9. Recitativo Alt, Continuo
Verlass, o Mensch, die Wollust dieser Welt,
Pracht, Hoffart, Reichtum, Ehr’ und Geld;
Bedenke doch
In dieser Zeit annoch,
Da dir der Baum des Lebens grünet,
Was dir zu deinem Friede dienet!
Vielleicht ist dies der letzte Tag,
Kein Mensch weiß, wenn er sterben mag.
Wie leicht, wie bald
Ist mancher tot und kalt!
Man kann noch diese Nacht
Den Sarg vor deine Türe bringen.
Drum sei vor allen Dingen
Auf deiner Seelen Heil bedacht!
10. Duetto. Aria Alt, Tenor, Continuo
O Menschenkind,
Hör auf geschwind,
Die Sünd’ und Welt zu lieben,
Dass nicht die Pein,
Wo Heulen und Zähnklappen sein,
Dich ewig mag betrüben!
Ach spiegle dich am reichen Mann,
Der in der Qual
Auch nicht einmal
Ein Tröpflein Wasser haben kann!
11. Choral SATB, Trompete, Oboe I-III, Streicher, Continuo
O Ewigkeit, du Donnerwort,
O Schwert, das durch die Seele bohrt,
O Anfang sonder Ende!
O Ewigkeit, Zeit ohne Zeit,
Ich weiß vor großer Traurigkeit
Nicht, wo ich mich hinwende.
Nimm du mich, wenn es dir gefällt,
Herr Jesu, in dein Freudenzelt!
Mit dieser Kantate startete Bach zu Beginn seines zweiten Amtsjahrs als Leipziger Thomaskantor sein anspruchsvolles und ehrgeiziges "Projekt" eines Choralkantaten-Jahrgangs:
Ein gesamter Jahrgang (also für jeden Sonn- und Feiertag eines Kirchenjahres) von Kantaten, die jeweils einen zum Tag passenden Choral zur Grundlage haben, dessen einzelne Strophen entweder in unveränderter Form oder in teilweise freier Nachdichtung die Textgrundlage der Kantate bilden. Die Musik des ausgewählten titelgebenden Chorals erklingt in diesen Kantaten fast immer als Schluss-Satz in unveränderter Form, während sie meist im Eingangschor in kunstvoller Weise als oft aufwendige Choralbearbeitung in variierter Form zu hören ist.
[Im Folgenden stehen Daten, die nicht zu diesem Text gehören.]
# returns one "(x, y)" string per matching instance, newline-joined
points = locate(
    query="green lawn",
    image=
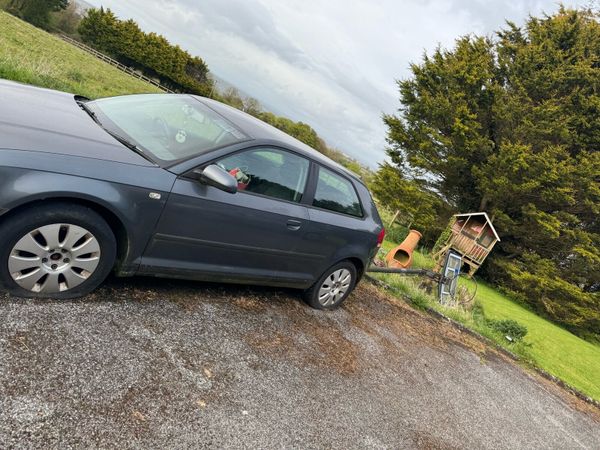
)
(553, 349)
(30, 55)
(547, 346)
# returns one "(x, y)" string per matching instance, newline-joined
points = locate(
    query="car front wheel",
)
(334, 286)
(58, 250)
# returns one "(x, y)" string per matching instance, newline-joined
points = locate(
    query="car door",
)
(337, 229)
(251, 234)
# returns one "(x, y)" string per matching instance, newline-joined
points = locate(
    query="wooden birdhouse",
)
(472, 236)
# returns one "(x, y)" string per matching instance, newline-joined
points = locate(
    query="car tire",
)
(59, 250)
(334, 286)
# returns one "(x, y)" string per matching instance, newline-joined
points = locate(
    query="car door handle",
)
(294, 225)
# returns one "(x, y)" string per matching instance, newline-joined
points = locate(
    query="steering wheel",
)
(163, 131)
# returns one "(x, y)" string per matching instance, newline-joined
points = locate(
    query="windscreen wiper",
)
(121, 139)
(129, 145)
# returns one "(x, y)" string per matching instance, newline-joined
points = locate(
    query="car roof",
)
(257, 129)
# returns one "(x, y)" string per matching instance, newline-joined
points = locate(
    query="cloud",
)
(332, 64)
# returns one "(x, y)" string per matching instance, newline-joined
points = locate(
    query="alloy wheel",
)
(335, 287)
(54, 258)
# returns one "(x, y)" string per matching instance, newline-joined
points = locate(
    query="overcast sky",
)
(329, 63)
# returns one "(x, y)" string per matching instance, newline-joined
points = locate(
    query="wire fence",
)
(115, 63)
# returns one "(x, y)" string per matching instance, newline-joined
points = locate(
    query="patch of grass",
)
(546, 345)
(33, 56)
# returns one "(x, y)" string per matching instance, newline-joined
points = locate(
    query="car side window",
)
(268, 171)
(335, 193)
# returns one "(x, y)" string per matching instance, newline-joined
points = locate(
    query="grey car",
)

Dieses wahrhaft ehrgeizige Projekt zeigt meiner Meinung nach deutlich, dass Bach die ihm von Amts wegen auferlegte Verpflichtung, allsonntäglich (neu verfasste) Kantaten in den Gottesdiensten aufzuführen, nicht nur als berufliche, sondern eben vor allem auch als künstlerische Herausforderung betrachtete.
Warum hätte er sich sonst die eh schon gewaltige wöchentliche Herausforderung freiwillig noch erschweren sollen?
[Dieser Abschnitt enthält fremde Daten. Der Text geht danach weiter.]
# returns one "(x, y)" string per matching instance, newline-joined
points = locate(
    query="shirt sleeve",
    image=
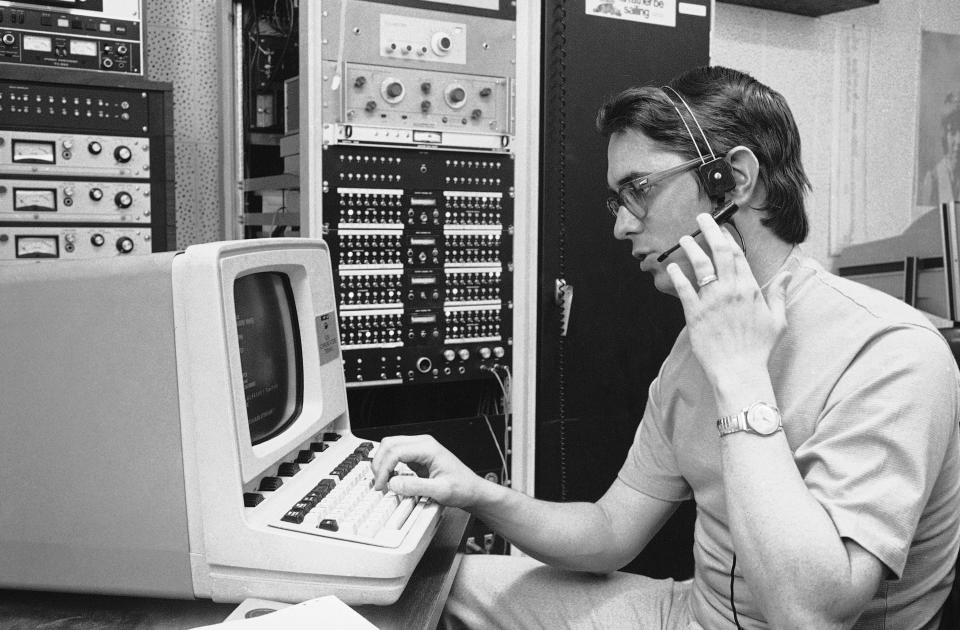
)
(651, 466)
(880, 442)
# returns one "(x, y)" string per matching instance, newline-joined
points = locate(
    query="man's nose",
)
(626, 224)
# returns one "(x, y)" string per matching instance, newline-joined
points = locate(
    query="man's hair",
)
(733, 109)
(949, 116)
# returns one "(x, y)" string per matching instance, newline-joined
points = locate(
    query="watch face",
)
(763, 418)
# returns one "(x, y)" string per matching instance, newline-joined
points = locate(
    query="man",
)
(847, 515)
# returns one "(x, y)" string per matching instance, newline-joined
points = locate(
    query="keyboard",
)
(329, 492)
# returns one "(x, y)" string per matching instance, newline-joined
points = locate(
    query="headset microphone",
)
(720, 215)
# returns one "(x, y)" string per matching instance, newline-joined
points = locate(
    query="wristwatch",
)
(759, 418)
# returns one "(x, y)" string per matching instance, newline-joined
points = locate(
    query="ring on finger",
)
(704, 281)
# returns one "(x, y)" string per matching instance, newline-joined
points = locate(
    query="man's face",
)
(671, 206)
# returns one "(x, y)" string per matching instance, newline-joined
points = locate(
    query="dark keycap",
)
(305, 457)
(288, 469)
(270, 483)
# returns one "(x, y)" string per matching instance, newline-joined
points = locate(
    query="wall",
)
(852, 80)
(182, 48)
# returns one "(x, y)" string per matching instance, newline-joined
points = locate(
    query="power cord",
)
(505, 388)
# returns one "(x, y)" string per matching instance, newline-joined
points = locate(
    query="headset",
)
(715, 173)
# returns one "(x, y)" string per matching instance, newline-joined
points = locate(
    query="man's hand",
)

Aufgrund mehrerer Umstände hatte er es allerdings nach Vollendung des Jahrgangs 1724/25 nicht geschafft, sämtliche darin enthaltenen Kantaten in Form einer Choralkantate zu komponieren. Das war ja auch oft eine Frage des passenden Textes. Und da stand ihm anscheinend nicht immer geeignetes Material zum richtigen Zeitpunkt zur Verfügung.
Bach hat aber die Vollendung dieses Choralkantatenjahrgangs nicht aus den Augen verloren und in späteren Jahren immer wieder ganz gezielt für "fehlende" Sonntage Kantaten in der von ihm angestrebten Form nachkomponiert und den Jahrgang letztendlich doch noch vollendet.
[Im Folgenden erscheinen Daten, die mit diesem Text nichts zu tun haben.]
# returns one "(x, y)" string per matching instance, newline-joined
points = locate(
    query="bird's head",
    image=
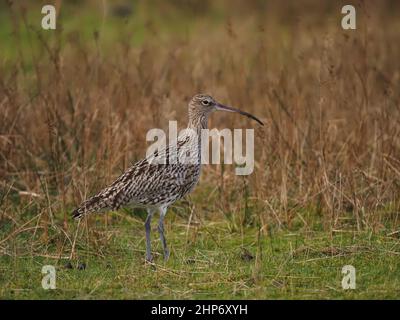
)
(202, 105)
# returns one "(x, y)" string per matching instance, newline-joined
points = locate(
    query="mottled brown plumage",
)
(162, 178)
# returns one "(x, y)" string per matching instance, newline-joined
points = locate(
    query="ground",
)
(209, 261)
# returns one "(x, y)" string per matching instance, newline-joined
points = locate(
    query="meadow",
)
(76, 104)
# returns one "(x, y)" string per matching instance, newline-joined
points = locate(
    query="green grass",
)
(208, 262)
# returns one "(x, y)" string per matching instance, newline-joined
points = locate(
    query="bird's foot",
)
(166, 255)
(149, 258)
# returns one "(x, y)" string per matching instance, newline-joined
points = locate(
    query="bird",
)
(164, 176)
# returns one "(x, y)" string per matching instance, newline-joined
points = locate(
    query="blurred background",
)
(76, 104)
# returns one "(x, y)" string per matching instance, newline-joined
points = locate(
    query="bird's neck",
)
(198, 122)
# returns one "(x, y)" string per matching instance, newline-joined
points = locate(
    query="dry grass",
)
(75, 111)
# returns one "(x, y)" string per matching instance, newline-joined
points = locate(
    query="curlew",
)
(162, 178)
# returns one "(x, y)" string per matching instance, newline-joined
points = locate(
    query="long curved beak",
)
(221, 107)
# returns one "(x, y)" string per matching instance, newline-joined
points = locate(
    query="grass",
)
(208, 261)
(76, 104)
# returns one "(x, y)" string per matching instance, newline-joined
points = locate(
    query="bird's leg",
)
(163, 211)
(147, 226)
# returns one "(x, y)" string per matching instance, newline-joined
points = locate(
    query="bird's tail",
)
(93, 204)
Der unbekannte Textdichter der hier besprochenen Kantate hat insgesamt 3 Choralstrophen unverändert aus Johann Rists Choraldichtung übernommen (in den Sätzen 1, 7 und 11) und die übrigen Strophen in freier Dichtung neu getextet, ihre ursprüngliche Aussage dabei übernommen und immer wieder auch einzelne Zeilen des Chorals in unveränderter Form mit einfließen lassen (kursiv markiert).
Die hier besprochene erste Kantate dieser Machart beginnt passenderweise in Form einer veritablen französischen Ouvertüre: Gemessen pathetisch-feierlicher Schreit-Rhythmus zu Beginn, ein schnellerer Mittelteil und ein "Abbremsen" zum Ausklingen in erneut langsamerem Tempo.
Der Bach-Freund kennt solche rein instrumentalen Ouvertüren jeweils aus den Eröffnungssätzen von Bachs 4 Suiten für Orchester (BWV 1066-69) - diese "Ouvertüren" wirken aber auch, wie in dieser Kantate bewiesen wird, mit zusätzlich beteiligtem Chor sehr beeindruckend!
Ein wahrhaft festlicher Auftakt, der von Bach sicher bewusst gewählt wurde - galt in der französischen Ouvertüre der feierliche Glanz dem Einzug des Königs in das Theater, so huldigt Bach hier nicht minder ehrerbietig eindeutig Gott als himmlischem Herrscher.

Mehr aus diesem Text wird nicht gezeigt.